Grand jury testimony in the case was equally suspect.  In a 2013 letter to Judge Winslow, Scott Banks, who was law secretary to the judge in the Friedman case (and one of the few people to have read the grand jury minutes) stated: “The grand jury testimony of child witnesses, largely elicited with leading questions by the prosecutor, demanding ‘yes or no’ responses, provided absolutely no detail.”

With no hope of a fair trial, Jesse Friedman pleaded guilty and served thirteen years in maximum-security prisons.  In 2003, the case became the subject of the Academy Award-nominated documentary, Capturing the Friedmans, which raised doubts about the validity of the prosecution.  In the film, police officers admit to shocking misconduct, a number of the original complainants recant their accusations, and the Judge admits she “never had a doubt” about the Friedman’s guilt despite never having seen evidence at trial.    

Released from prison in 2003, Friedman began an odyssey to overturn his conviction based upon the newly discovered evidence, and was opposed at every turn by the Nassau County District Attorney.  

Finally, in 2010, the U.S. Court of Appeals for the Second Circuit agreed to hear the case, and issued an extraordinary opinion.  The 20-page, 2010 decision of the three-member panel concluded that there was a “reasonable likelihood Jesse Friedman was wrongfully convicted.”   

The Court of Appeals called for a conviction review and asked the DA to waive the defense of the statute of limitations to allow the evidence to be presented at a hearing.  DA Rice refused to do so, choosing instead to keep the evidence secret, and have her own prosecutors review the case. Despite the inherent bias in having a prosecutor review a case originally prosecuted in the same office, she refused to observe any of the “best practices” of conviction review.  Further, she refused to share any of the original evidence with her hand-picked Advisory Panel supposedly charged with overseeing the case.

The “Rice Report” issued three years later – filled with demonstrable falsehoods and riddled with factual errors — predictably affirmed her office’s original belief in Friedman’s guilt, and ignored or discounted the wealth of newly discovered evidence of innocence.   

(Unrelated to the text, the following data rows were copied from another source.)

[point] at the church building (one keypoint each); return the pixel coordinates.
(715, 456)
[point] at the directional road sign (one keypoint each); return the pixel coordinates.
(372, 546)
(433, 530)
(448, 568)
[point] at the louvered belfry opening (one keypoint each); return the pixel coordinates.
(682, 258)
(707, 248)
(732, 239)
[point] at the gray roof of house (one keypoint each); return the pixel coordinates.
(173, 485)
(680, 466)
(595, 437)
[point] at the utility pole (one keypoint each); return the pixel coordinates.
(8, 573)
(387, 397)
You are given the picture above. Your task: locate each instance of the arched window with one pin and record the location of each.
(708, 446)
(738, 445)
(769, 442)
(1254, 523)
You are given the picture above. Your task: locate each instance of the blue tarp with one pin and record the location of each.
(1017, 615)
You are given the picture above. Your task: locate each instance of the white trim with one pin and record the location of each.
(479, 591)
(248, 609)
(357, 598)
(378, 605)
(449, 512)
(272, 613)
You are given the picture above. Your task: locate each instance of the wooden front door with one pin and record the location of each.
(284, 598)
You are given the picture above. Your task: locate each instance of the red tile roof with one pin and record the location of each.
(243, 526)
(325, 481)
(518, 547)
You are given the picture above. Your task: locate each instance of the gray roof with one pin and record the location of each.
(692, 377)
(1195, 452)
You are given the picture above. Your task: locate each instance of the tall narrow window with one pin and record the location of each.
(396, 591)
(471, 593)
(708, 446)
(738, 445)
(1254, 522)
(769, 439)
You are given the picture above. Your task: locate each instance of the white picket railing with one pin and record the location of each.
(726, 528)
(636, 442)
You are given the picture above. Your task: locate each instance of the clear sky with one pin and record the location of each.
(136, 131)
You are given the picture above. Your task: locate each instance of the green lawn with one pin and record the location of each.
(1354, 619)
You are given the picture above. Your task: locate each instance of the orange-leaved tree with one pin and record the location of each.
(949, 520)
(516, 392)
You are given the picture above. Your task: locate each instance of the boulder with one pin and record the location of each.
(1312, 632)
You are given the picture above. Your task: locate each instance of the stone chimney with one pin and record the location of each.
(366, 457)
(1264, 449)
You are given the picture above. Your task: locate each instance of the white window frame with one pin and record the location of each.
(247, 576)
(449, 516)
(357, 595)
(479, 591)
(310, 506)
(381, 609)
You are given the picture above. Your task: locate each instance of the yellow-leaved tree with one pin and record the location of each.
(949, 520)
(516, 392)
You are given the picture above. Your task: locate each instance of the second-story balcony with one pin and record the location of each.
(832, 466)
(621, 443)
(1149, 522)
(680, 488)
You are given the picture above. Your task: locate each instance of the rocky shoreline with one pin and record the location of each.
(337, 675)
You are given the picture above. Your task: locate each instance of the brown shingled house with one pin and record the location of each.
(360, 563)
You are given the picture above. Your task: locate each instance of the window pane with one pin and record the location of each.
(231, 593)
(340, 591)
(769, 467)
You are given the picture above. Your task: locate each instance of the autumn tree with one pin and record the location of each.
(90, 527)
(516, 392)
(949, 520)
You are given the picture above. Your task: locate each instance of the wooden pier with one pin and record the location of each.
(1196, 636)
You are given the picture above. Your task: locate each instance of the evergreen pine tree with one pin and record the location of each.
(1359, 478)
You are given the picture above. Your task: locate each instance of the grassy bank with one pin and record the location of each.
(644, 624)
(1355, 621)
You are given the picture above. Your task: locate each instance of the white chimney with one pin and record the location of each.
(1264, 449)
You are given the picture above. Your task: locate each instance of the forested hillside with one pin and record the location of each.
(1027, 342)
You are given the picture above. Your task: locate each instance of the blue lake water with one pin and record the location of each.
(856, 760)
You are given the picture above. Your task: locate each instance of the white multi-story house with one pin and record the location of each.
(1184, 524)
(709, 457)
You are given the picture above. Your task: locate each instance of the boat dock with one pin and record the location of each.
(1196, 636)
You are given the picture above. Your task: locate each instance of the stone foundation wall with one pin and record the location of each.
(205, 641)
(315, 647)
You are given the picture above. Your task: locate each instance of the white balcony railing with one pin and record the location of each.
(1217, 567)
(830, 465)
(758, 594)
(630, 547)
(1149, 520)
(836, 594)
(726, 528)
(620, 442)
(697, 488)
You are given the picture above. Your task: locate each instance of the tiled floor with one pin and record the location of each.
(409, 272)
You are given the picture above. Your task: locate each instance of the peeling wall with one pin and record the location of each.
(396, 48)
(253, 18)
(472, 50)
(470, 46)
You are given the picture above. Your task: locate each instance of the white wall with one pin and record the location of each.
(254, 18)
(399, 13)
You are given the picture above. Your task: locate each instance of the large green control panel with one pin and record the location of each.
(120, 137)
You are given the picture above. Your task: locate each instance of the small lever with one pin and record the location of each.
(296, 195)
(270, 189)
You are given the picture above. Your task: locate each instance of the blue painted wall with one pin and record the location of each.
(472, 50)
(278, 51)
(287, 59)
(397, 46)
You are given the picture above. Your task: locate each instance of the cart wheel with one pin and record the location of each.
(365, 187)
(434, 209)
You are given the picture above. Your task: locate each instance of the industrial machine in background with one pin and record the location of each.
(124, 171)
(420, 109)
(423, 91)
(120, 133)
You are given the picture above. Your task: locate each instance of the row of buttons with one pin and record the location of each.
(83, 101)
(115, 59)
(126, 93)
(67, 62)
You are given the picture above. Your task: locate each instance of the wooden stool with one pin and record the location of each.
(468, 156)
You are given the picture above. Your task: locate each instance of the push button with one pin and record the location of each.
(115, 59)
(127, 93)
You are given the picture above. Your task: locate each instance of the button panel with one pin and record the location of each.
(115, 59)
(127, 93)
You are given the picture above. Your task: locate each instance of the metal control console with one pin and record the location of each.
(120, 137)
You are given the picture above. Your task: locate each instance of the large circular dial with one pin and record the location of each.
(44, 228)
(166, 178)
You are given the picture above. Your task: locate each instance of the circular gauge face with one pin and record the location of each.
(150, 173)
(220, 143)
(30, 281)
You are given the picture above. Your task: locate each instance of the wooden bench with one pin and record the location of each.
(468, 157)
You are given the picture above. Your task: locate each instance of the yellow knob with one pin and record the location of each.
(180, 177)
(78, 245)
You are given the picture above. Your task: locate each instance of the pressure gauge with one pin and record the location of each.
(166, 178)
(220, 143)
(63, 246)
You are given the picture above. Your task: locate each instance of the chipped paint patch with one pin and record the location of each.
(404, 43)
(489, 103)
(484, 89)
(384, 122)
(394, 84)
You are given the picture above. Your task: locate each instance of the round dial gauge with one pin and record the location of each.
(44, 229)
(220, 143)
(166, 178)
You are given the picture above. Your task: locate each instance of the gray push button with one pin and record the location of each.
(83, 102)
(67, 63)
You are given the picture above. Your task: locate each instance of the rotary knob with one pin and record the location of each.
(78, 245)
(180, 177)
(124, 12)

Shortly after the issuance of the Report in 2013, Nassau County Supreme Court Judge F. Dana Winslow, recognizing that Rice had withheld the key evidence from Friedman’s defense and even from her own Advisory Panel, ordered Rice to turn over all of her long-withheld Friedman files to Friedman’s attorney.  

Friedman’s attorney Ron Kuby said, “The decision by Judge F. Dana Winslow was the right decision. The files of Jesse Friedman’s wrongful conviction and subsequent DA reinvestigation must be open for review. The District Attorney’s office should not to be allowed to keep a dark cloak over the Friedman case any longer. The evidence will speak for itself, and the truth that there were no crimes committed in the Friedman home will come out.”

He continued:  “For the nearly twenty-five years Jesse has spent either in prison or living under the suspicious eyes of parole authorities, he has been denied much of what we take for granted. Many of life’s normal joys, such as simply having a family, will be denied to him forever if this conviction – built on a tapestry of lies and admitted misconduct and on ‘a foundation of mass hysteria and debunked pseudo-science’– is permitted to stand.”